O clima salutar para a Igreja é sempre o amplo horizonte descortinado por Cristo em sua última recordação aos discípulos: “Ide por todo o mundo, pregai o Evangelho a todas as criaturas.. estarei convosco todos os dias, até o fim dos tempos” (Mc 16,15 e Mt 28, 20).
O Evangelho tem irresistível destinação universal. Ele não pode ser detido, ele não deve ficar enclausurado. Esta dinâmica inata do Evangelho aparece na própria vida de Jesus, e no caminhar posterior da Igreja. E precisa retomar hoje novo impulso!
Jesus passou por sucessivas superações de limites, que pretendiam impedi-lo de levar adiante sua missão evangelizadora.
Primeiro se libertou das resistências de Nazaré, que impediam o anúncio da mensagem libertadora. “Não há profeta sem honra, exceto em sua pátria e em sua casa… Não fez ali muitos milagres, por causa da incredulidade deles” (Mt 13,58).
“Deixando Nazaré, foi morar em Cafarnaum” (Mt 4, 13), encruzilhada que permitia acesso a todas as direções da Galiléia. Lá, ele saiu do espaço fechado da sinagoga, para se encontrar com as multidões. (Cfr Mc1, 29 e ss).
Quando queriam detê-lo em Cafarnaum, levantou de madrugada e se pôs resolutamente a caminho da missão: “Vamos a outros lugares, às aldeias da vizinhança, a fim de pregar também ali, pois foi para isto que eu saí” (Mc 1, 38).
Assim, livre para evangelizar, Jesus empreendeu a grande empreitada de ir rompendo resistências, subvertendo hierarquias, derrubando preconceitos, desmascarando hipocrisias, proclamando a nova ordem do Reino de Deus.
A serviço do Evangelho empenhou por completo sua vida, até o seu testemunho final, colocando para sempre o fundamento da perenidade de sua mensagem, sempre atual e indispensável para a humanidade, ” em todos os lugares e em todos os tempos”.
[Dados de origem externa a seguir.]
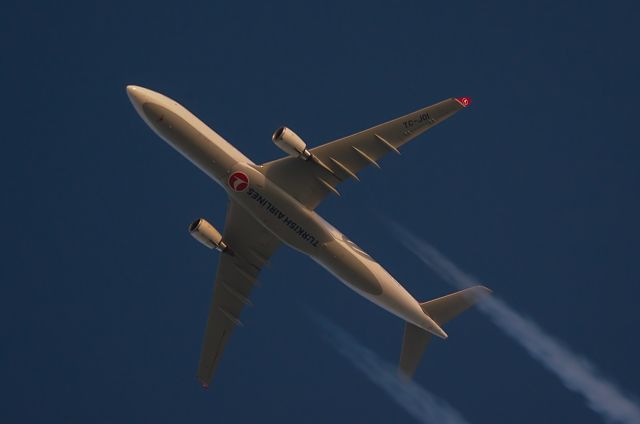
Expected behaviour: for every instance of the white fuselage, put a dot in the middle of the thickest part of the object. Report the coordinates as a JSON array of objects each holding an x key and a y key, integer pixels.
[{"x": 282, "y": 215}]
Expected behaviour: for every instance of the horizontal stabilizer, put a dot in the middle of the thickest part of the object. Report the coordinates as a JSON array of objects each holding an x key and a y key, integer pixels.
[{"x": 441, "y": 310}]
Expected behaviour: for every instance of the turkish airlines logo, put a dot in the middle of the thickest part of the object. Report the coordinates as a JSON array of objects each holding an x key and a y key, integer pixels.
[{"x": 238, "y": 181}]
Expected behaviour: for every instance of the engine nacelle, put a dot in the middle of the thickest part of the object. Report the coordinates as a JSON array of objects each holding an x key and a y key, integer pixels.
[
  {"x": 206, "y": 234},
  {"x": 290, "y": 143}
]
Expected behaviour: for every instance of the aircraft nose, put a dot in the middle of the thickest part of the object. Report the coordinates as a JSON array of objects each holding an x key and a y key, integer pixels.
[{"x": 136, "y": 95}]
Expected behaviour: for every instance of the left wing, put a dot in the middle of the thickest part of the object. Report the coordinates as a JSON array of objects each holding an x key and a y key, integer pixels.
[
  {"x": 310, "y": 181},
  {"x": 250, "y": 245}
]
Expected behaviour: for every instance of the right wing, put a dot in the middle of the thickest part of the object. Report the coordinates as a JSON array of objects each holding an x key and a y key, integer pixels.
[
  {"x": 342, "y": 159},
  {"x": 251, "y": 245}
]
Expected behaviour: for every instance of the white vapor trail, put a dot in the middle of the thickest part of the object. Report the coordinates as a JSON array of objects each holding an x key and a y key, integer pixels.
[
  {"x": 575, "y": 372},
  {"x": 418, "y": 402}
]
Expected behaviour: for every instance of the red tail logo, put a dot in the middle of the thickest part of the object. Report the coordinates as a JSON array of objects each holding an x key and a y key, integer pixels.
[{"x": 238, "y": 181}]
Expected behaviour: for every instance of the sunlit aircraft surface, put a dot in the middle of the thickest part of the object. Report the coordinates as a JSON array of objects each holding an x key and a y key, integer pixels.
[{"x": 273, "y": 204}]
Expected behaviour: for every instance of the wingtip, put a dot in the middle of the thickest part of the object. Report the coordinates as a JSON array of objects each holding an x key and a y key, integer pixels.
[{"x": 464, "y": 101}]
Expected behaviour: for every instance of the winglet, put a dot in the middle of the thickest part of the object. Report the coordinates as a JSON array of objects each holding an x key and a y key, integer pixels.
[{"x": 464, "y": 101}]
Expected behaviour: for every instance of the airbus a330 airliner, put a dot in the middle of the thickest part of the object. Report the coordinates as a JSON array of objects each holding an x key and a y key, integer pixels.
[{"x": 273, "y": 204}]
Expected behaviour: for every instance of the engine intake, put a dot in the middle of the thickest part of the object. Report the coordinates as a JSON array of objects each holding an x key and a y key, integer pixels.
[
  {"x": 205, "y": 233},
  {"x": 290, "y": 143}
]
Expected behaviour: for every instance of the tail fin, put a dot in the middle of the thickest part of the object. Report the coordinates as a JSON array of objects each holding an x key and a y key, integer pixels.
[{"x": 441, "y": 310}]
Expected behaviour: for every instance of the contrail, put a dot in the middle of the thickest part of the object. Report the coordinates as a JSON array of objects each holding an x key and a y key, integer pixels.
[
  {"x": 419, "y": 403},
  {"x": 575, "y": 372}
]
São Paulo, o escolhido para levar o Evangelho às Nações, percebeu o lance estratégico que precisava ser feito, para libertar o Evangelho das amarras do judaísmo, para assim ser aceito pelos gentios. Com isto se abriu o caminho para o vasto campo de missão no império romano. A boa semente acolhida no fértil terreno da cultura greco-latina foi produzindo frutos copiosos, que caracterizam até hoje as feições da Igreja de Cristo.
Mas aí está hoje a nova encruzilhada para a Igreja. Ela não pode repetir os condicionamentos de Nazaré, de Cafarnaum e da circuncisão. A cultura ocidental, que soube acolher o Evangelho, não pode agora se tornar uma redoma, que condiciona a expansão do Evangelho para o mundo inteiro.
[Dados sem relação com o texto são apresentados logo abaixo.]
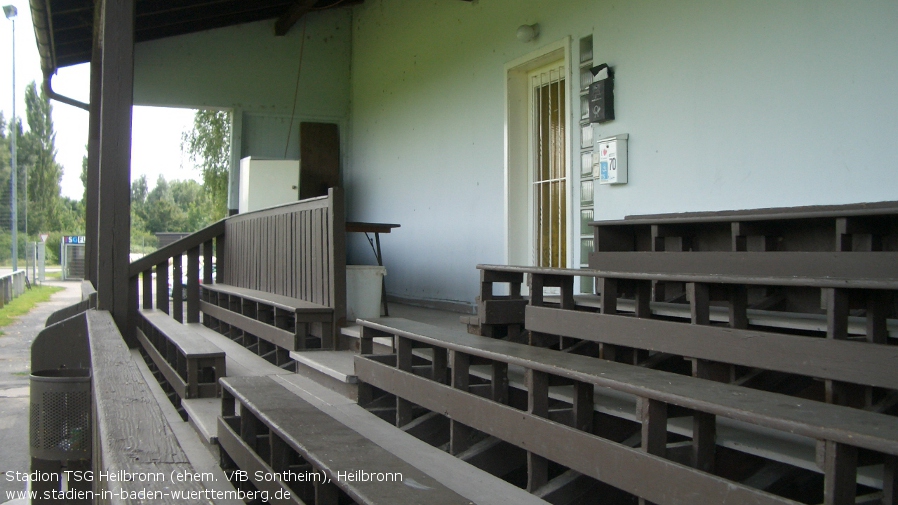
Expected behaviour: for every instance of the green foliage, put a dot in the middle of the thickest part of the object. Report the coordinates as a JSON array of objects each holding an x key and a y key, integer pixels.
[
  {"x": 37, "y": 170},
  {"x": 209, "y": 147},
  {"x": 174, "y": 206},
  {"x": 38, "y": 152}
]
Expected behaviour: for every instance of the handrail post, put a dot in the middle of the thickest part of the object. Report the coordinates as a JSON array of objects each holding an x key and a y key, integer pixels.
[
  {"x": 193, "y": 285},
  {"x": 162, "y": 287},
  {"x": 177, "y": 291},
  {"x": 220, "y": 257},
  {"x": 147, "y": 277}
]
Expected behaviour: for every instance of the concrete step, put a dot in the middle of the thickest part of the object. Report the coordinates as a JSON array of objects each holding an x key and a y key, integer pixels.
[{"x": 332, "y": 369}]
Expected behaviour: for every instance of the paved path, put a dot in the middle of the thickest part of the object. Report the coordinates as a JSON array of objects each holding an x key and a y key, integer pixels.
[{"x": 15, "y": 360}]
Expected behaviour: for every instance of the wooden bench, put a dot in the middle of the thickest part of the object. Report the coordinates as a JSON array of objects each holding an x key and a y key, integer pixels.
[
  {"x": 841, "y": 277},
  {"x": 276, "y": 432},
  {"x": 444, "y": 385},
  {"x": 853, "y": 227},
  {"x": 131, "y": 433},
  {"x": 252, "y": 314},
  {"x": 190, "y": 364}
]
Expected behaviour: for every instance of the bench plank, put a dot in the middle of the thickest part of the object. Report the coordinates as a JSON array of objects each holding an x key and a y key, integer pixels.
[
  {"x": 802, "y": 417},
  {"x": 189, "y": 343},
  {"x": 275, "y": 300},
  {"x": 618, "y": 465},
  {"x": 332, "y": 447},
  {"x": 871, "y": 270},
  {"x": 855, "y": 362}
]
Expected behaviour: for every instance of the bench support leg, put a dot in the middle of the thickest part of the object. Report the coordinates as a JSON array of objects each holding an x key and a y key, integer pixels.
[
  {"x": 537, "y": 404},
  {"x": 460, "y": 434},
  {"x": 890, "y": 481},
  {"x": 840, "y": 474},
  {"x": 326, "y": 493}
]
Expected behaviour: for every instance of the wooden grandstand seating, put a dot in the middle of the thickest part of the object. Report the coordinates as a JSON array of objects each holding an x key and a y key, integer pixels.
[
  {"x": 569, "y": 429},
  {"x": 190, "y": 364},
  {"x": 276, "y": 432}
]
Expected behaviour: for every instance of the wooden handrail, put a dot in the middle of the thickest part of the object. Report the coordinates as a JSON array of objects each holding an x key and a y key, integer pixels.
[{"x": 177, "y": 248}]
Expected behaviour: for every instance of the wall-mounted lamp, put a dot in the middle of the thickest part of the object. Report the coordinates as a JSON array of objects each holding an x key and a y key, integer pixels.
[{"x": 526, "y": 33}]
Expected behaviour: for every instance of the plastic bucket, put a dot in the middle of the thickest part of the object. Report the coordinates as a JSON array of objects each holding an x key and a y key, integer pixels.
[{"x": 363, "y": 291}]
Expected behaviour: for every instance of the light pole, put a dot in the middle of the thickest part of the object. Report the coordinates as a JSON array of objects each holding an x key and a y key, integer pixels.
[{"x": 10, "y": 11}]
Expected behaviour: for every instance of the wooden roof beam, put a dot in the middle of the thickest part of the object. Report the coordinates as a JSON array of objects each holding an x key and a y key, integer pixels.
[{"x": 293, "y": 14}]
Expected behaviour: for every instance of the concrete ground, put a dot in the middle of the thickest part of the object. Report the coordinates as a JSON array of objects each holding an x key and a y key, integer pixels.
[{"x": 15, "y": 360}]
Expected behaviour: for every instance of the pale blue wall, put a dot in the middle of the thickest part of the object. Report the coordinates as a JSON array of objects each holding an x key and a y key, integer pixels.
[{"x": 729, "y": 104}]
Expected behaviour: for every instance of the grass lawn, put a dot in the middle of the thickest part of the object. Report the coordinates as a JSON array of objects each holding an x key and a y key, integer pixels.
[{"x": 23, "y": 304}]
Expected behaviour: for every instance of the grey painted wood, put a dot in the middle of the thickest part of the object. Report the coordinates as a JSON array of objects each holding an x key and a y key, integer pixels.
[
  {"x": 92, "y": 185},
  {"x": 276, "y": 336},
  {"x": 275, "y": 300},
  {"x": 802, "y": 417},
  {"x": 855, "y": 362},
  {"x": 767, "y": 214},
  {"x": 873, "y": 270},
  {"x": 113, "y": 279},
  {"x": 130, "y": 430},
  {"x": 189, "y": 343},
  {"x": 295, "y": 250},
  {"x": 332, "y": 447},
  {"x": 177, "y": 248}
]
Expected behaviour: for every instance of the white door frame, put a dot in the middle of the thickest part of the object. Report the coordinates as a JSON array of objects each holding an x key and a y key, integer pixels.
[{"x": 518, "y": 174}]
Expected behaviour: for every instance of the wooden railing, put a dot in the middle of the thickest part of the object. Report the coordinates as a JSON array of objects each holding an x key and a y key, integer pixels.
[{"x": 209, "y": 241}]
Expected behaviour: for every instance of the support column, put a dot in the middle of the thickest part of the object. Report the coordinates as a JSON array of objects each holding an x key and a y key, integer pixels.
[
  {"x": 117, "y": 35},
  {"x": 92, "y": 189}
]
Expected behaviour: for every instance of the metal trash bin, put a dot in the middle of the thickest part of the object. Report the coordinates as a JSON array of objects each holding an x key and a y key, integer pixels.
[{"x": 60, "y": 414}]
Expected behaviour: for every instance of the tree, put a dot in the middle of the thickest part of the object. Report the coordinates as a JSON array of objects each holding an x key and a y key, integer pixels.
[
  {"x": 38, "y": 149},
  {"x": 209, "y": 147}
]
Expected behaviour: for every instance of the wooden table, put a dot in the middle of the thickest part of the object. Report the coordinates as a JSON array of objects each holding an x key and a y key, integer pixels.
[{"x": 376, "y": 229}]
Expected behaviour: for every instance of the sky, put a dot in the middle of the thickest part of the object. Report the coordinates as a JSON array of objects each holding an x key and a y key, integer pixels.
[{"x": 156, "y": 149}]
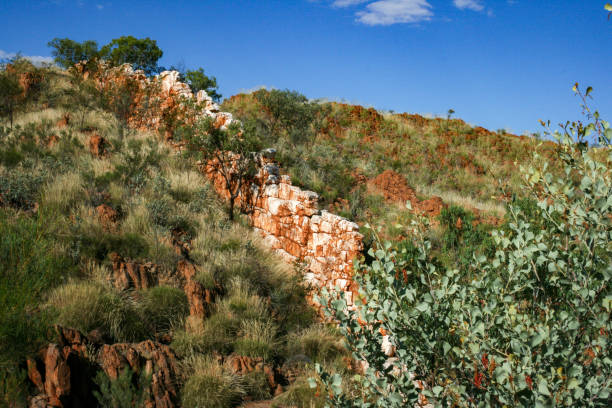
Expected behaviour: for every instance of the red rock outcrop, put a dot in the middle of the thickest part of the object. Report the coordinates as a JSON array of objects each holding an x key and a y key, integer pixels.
[
  {"x": 128, "y": 274},
  {"x": 63, "y": 371},
  {"x": 158, "y": 360},
  {"x": 97, "y": 145},
  {"x": 63, "y": 121},
  {"x": 107, "y": 216},
  {"x": 243, "y": 365},
  {"x": 290, "y": 222},
  {"x": 394, "y": 187},
  {"x": 287, "y": 217}
]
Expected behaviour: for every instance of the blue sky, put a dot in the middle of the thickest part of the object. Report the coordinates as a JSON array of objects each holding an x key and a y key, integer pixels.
[{"x": 497, "y": 63}]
Enclausurada em suas feições históricas européias, a Igreja perdeu impulso, e se esfacelou por questiúnculas internas, desde a ruptura com os ortodoxos no início do segundo milênio, passando pelo terremoto da reforma protestante, até o atual momento de intensa fragmentação pentecostal.
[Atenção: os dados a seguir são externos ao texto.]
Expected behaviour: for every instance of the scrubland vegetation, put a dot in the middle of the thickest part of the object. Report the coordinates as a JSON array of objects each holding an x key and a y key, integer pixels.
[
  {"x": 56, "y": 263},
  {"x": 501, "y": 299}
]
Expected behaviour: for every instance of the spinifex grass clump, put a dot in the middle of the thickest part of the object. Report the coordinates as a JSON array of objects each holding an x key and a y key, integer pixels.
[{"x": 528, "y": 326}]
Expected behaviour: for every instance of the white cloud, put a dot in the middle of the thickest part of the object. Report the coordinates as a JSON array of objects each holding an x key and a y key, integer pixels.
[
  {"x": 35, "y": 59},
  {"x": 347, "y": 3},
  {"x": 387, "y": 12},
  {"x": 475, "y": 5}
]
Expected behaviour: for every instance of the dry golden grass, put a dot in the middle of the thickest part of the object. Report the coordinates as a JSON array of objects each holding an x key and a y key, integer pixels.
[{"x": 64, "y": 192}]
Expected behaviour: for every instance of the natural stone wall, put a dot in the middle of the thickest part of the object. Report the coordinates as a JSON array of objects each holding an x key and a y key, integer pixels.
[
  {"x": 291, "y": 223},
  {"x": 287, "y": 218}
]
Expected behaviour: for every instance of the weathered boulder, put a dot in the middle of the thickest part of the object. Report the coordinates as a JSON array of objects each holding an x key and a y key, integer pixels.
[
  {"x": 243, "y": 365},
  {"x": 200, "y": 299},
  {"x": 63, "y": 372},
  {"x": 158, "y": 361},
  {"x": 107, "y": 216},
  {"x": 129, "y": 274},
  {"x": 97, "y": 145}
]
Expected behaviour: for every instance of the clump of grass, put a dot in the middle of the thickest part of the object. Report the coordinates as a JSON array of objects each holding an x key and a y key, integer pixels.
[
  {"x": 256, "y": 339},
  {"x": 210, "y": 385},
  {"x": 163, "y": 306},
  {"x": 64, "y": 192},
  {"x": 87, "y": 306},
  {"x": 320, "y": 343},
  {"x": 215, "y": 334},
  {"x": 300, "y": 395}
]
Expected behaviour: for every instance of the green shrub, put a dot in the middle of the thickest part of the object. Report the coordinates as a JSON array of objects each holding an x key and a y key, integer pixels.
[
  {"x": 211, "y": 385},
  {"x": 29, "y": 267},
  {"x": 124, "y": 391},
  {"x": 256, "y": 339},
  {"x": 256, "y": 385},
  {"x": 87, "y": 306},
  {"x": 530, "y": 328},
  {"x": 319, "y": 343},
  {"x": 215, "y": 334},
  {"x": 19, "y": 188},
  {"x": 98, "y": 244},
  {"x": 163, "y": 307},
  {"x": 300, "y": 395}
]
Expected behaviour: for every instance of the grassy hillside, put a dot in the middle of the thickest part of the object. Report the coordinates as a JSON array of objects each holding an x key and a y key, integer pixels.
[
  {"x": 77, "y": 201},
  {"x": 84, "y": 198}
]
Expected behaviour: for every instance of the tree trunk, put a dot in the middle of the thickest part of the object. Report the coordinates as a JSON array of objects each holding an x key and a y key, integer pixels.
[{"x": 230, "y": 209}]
A Igreja precisa recuperar os ares da missão, para romper as amarras da cultura ocidental em que ela se fechou.
Se São Paulo retomasse hoje os caminhos da missão, não seria mais um “macedônio” que lhe apareceria em sonho, chamando-o para pregar o Evangelho em terras européias. Seria certamente um tibetano, um chinês, um vietnamita, afinal se levantaria um coro pluriforme de diferentes raças e culturas, ansiosas por acolherem as sementes genuínas do Evangelho de Jesus.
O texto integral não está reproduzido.